Using advocacy to advance ACS policy priorities for surgeons and their patients

It is essential that surgeons be politically active and serve as advocates for their patients and their profession. This article provides an overview of the legislative and political process and describes the role of the American College of Surgeons (ACS) Division of Advocacy and Health Policy (DAHP) and the actions it takes to represent surgeons and surgical patients in Washington, DC.

How a bill becomes a law

Any senator or representative may introduce a bill by filing it with the Clerk of the Senate or the House of Representatives. Once a bill is submitted, the Clerk assigns it a bill number and sends it to the committee(s) of jurisdiction. Most health care authorization legislation falls within the purview of four committees: House Energy and Commerce; House Ways and Means; Senate Finance; and Senate Health, Education, Labor, and Pensions (HELP). After a bill is referred to a committee, it is subject to hearings and markups. A hearing involves invited guests and industry experts who testify on the potential effects of the legislation. The markup process allows for legislators to amend the legislation before voting on it. The vote after markup will determine whether a bill is voted out of committee, fails, or is returned to the committee for further development.

If a bill is successfully voted out of committee, it will either be referred to another committee of jurisdiction or advance to the full chamber for a vote if the House or Senate leadership decides to move the bill forward. Once a bill passes in the full chamber, it will advance to the other chamber, where the entire process is repeated. Assuming the same version passes the second chamber (versions can vary due to markups and amendments), the bill will continue to the president, who may either sign or veto the legislation. If the president vetoes the bill, Congress can override the veto with a two-thirds majority in both chambers.

If the House and Senate pass different versions of a bill, a conference committee is formed with members of the House and Senate to iron out the differences and create compromise language. This compromise language will then be subject to a vote by the full House and Senate.

Branches of government

The three branches of government are the executive branch (the president and his or her administration), the judicial branch (the U.S. Supreme Court and lower-level federal district courts), and the legislative branch (Congress). The responsibilities and authority of each are described as follows.

Executive branch

The president plays a significant role in setting the tone for a national legislative agenda but is limited as to what he or she can do without congressional approval. The president may issue executive orders, which are policy directives deemed to carry the full force of the law, and may sign or veto legislation.

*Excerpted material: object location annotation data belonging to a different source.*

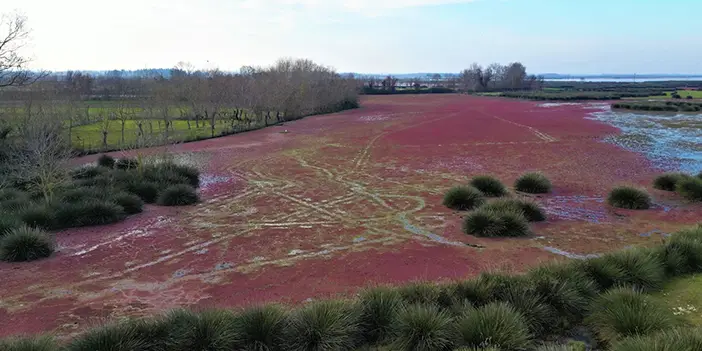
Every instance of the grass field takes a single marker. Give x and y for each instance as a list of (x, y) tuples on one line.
[(340, 202), (88, 137)]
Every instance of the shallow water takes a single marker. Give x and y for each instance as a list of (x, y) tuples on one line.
[(671, 141)]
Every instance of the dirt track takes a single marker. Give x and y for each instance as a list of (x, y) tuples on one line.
[(339, 202)]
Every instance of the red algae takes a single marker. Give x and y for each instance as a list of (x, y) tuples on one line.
[(340, 202)]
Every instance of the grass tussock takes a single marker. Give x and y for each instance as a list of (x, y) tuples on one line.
[(489, 186), (491, 224), (379, 310), (625, 312), (463, 198), (530, 209), (178, 195), (629, 198), (533, 183), (25, 244)]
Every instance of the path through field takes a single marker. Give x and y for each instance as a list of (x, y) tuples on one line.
[(339, 202)]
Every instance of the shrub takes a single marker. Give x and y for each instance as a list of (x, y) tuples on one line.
[(625, 312), (643, 268), (379, 309), (682, 254), (604, 272), (424, 327), (260, 328), (690, 188), (489, 186), (325, 325), (147, 191), (129, 202), (40, 216), (29, 344), (88, 213), (475, 291), (178, 195), (668, 181), (25, 244), (496, 324), (88, 172), (13, 194), (533, 183), (463, 198), (629, 198), (126, 163), (210, 330), (679, 339), (530, 209), (488, 223), (106, 161), (8, 223), (82, 194)]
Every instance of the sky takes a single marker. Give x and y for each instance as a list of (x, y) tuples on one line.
[(367, 36)]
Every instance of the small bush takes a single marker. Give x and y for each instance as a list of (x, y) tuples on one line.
[(127, 164), (530, 209), (14, 206), (668, 181), (424, 327), (643, 269), (40, 216), (8, 223), (260, 328), (215, 330), (178, 195), (419, 293), (25, 244), (488, 185), (325, 325), (147, 191), (488, 223), (462, 198), (82, 194), (192, 174), (106, 161), (629, 198), (88, 213), (690, 188), (533, 183), (624, 312), (379, 310), (680, 339), (29, 344), (496, 324), (131, 203)]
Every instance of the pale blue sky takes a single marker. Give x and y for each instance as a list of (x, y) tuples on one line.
[(370, 36)]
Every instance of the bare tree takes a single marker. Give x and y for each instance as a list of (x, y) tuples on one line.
[(14, 35)]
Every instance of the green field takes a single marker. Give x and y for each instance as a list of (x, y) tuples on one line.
[(684, 298), (89, 137), (696, 94)]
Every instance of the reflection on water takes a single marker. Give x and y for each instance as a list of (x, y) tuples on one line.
[(672, 141)]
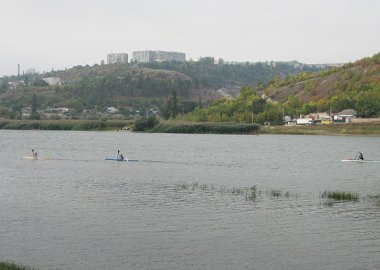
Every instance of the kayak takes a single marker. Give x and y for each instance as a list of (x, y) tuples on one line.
[(119, 159), (31, 158), (360, 160), (35, 158)]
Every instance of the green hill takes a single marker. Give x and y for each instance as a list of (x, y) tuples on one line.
[(139, 86), (352, 86)]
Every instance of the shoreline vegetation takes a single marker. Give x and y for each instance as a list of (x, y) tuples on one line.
[(13, 266), (82, 125), (370, 129)]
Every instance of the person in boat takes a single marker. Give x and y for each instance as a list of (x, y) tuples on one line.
[(359, 156), (120, 155)]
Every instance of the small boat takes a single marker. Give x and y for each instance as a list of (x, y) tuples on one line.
[(31, 158), (36, 158), (119, 159), (360, 160)]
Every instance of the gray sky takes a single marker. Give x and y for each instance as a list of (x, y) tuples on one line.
[(46, 34)]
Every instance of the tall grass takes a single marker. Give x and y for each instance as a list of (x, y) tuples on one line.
[(64, 124), (206, 127), (341, 195), (13, 266)]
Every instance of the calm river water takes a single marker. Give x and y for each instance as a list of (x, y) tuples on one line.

The president also appoints individuals to key federal agencies, which are part of the U.S. Department of Health and Human Services (HHS). These agencies include the following:

  • Centers for Medicare & Medicaid Services (CMS)
  • U.S. Food and Drug Administration (FDA)
  • Health Resources and Services Administration (HRSA)
  • National Institutes of Health (NIH)
  • Centers for Disease Control and Prevention (CDC)

Judicial branch

The judicial branch plays a critical role in sustaining or overturning legislation that can significantly affect day-to-day clinical practice. For example, the judiciary has ruled against physician data protections pertaining to Medicare claims data, and in February struck down a Florida law that restricted what physicians can say to patients regarding firearm ownership. In addition, the Supreme Court played a role in shaping and reaffirming the legality of parts of the Affordable Care Act.

Legislative branch

As the nation’s legislative body, Congress has the most direct effect on health policy. As mentioned earlier, several congressional committees have jurisdiction over health policy. These committees and their purview are as follows:

  • House Energy and Commerce: The Energy and Commerce Health Subcommittee considers bills and resolutions pertaining to public health and quarantine; hospital construction; mental health; biomedical research and development; health information technology, privacy, and cybersecurity; public (Medicare, Medicaid) and private health insurance; medical professional liability; the regulation of food, drugs, and cosmetics; and drug abuse.1
  • House Ways and Means: The jurisdiction of the Ways and Means Committee includes bills and matters related to payment (from any source) for health care, health delivery systems, or health research; health care programs of the Social Security Act; and, concurrent with the full committee, tax credit and deduction provisions of the Internal Revenue Code dealing with health insurance premiums and health care costs.2
  • Senate Finance: The Senate Finance Committee reviews bills and resolutions pertaining to health care programs under the Social Security Act, including Medicare, Medicaid, the Children’s Health Insurance Program, and Temporary Assistance to Needy Families, as well as other health and human services programs financed by a specific tax or trust fund.3
  • Senate HELP: The HELP Committee has jurisdiction over bills and matters related to health care, education, and employment and retirement policies, including measures relating to education and training, labor, health, and public welfare.4
  • House and Senate Appropriations Committees: The House and Senate Appropriations Committees hold considerable sway over health policy in that they set the expenditures of the U.S. budget. Both have Labor and Health and Human Services subcommittees that focus more directly on health care appropriations, choosing the funding amounts for programs authorized by the aforementioned health authorization committees.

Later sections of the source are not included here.